Nicolas Economou | Nurphoto | Getty Images

Southwest Airlines is considering changes to its single-class, open-seating cabins to drive up revenue, CEO Bob Jordan told CNBC on Thursday, a shift that could be among the largest in the airline’s history.

“We’re looking into new initiatives, things like the way we seat and board our aircraft,” Jordan said in an interview after the carrier’s disappointing first-quarter report.

Southwest’s all-Boeing 737 fleet has a single economy class cabin and no seating assignments, though it does offer earlier boarding for a fee so customers can snag their preferred seats. The airline has focused on keeping its product simple and user-friendly for years, aiming to keep its own costs and complexity to a minimum.

Meanwhile, rivals including Delta and United have touted high revenue growth for premium seating such as business class and strong upsell rates.

Analysts have repeatedly asked Southwest about opportunities for premium seating or additional fees. (The airline doesn’t charge travelers for their first two checked bags.)

Most U.S. airlines charge travelers to choose many of its seats in advance, even those that don’t come with extra legroom.

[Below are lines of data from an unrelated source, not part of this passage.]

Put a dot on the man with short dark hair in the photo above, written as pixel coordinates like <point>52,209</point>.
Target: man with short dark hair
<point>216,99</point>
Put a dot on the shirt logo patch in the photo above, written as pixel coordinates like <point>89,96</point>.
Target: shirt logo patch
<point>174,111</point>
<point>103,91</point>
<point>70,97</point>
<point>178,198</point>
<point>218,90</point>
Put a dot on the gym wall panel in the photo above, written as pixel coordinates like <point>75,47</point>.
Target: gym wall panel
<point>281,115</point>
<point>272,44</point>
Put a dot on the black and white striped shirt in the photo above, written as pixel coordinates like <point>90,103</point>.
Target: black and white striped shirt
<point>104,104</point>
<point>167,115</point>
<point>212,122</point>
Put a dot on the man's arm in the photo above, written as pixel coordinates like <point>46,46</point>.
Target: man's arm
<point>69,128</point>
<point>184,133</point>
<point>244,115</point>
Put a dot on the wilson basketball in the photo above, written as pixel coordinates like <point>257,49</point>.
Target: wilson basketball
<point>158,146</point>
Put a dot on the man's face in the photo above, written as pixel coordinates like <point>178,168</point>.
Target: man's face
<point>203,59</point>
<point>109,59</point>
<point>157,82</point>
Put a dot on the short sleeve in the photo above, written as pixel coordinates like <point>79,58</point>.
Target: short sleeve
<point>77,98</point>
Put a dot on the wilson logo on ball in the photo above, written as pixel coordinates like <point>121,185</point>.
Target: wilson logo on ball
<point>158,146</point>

Eight U.S. carriers — Alaska, Allegiant, American, Delta, Frontier, JetBlue, Spirit and United — together brought in $4.2 billion from seating fees in their domestic networks in 2022, according to Jay Sorensen, an airline ancillary revenue expert at IdeaWorksCompany.

Jordan said no decisions have been made on what kind of changes Southwest will ultimately make, but he said studies have yielded “interesting” results.

“Customer preferences do change over time,” Jordan said.

— CNBC’s Phil LeBeau contributed to this report.